By applying a coating to individual silicon nanowires, researchers at Harvard and Berkeley have significantly improved the materials’ efficiency and sensitivity.

The findings, published in the May 20, 2011, issue of Nano Letters, suggest that the coated wires hold promise for photodetectors and energy harvesting technologies like solar cells.
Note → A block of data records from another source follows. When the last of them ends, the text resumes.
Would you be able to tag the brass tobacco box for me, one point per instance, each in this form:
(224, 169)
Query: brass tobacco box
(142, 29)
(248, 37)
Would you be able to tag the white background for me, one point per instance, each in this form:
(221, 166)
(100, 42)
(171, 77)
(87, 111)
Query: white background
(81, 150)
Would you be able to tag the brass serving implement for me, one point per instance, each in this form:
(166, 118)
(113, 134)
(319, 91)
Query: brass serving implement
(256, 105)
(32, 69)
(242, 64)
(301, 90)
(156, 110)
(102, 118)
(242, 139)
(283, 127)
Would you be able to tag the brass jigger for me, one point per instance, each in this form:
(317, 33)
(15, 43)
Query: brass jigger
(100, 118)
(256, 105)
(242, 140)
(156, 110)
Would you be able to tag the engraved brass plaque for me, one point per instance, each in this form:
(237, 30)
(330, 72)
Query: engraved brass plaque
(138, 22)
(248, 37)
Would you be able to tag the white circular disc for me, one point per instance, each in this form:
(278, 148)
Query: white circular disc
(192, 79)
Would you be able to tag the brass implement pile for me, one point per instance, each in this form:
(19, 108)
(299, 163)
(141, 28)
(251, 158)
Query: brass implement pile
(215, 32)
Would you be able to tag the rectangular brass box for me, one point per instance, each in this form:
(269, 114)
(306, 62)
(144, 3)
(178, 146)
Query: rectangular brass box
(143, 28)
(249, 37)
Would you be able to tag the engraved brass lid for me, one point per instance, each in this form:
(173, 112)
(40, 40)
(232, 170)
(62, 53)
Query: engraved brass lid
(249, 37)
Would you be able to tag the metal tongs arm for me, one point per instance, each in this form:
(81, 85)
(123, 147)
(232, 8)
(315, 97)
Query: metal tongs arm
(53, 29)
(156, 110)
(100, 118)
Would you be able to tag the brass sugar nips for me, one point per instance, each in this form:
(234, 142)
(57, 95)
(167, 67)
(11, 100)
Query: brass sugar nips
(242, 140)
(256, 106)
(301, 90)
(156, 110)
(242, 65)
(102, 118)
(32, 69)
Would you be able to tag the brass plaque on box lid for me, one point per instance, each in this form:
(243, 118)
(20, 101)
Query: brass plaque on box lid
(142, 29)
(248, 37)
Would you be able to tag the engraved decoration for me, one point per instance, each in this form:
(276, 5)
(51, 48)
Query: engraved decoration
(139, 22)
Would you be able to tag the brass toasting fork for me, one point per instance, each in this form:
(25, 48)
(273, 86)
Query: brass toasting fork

Due to a large surface-to-volume ratio, nanowires typically suffer from a high surface recombination rate, meaning that photogenerated charges recombine rather than being collected at the terminals. The carrier lifetime of a basic nanowire is shortened by four to five orders of magnitude, reducing the material’s efficiency in applications like solar cells to a few percent.

“Nanowires have the potential to offer high energy conversion at low cost, yet their limited efficiency has held them back,” says Kenneth Crozier, associate professor of electrical engineering at the Harvard School of Engineering and Applied Sciences (SEAS).

With their latest work, Crozier and his colleagues demonstrated what could be a promising solution. Making fine-precision measurements on single nanowires coated with an amorphous silicon layer, the team showed a dramatic reduction in the surface recombination.

Co-author Yaping Dan, a postdoctoral fellow in Crozier’s lab who spearheaded the experiments, suggests that the reason for the increased efficiency is that the coating physically extends the broken atom bonds at the single-crystalline silicon surface. At the same time, the coating also may form a high–electric potential barrier at the interface, which confines the photogenerated charge carriers inside the single-crystalline silicon.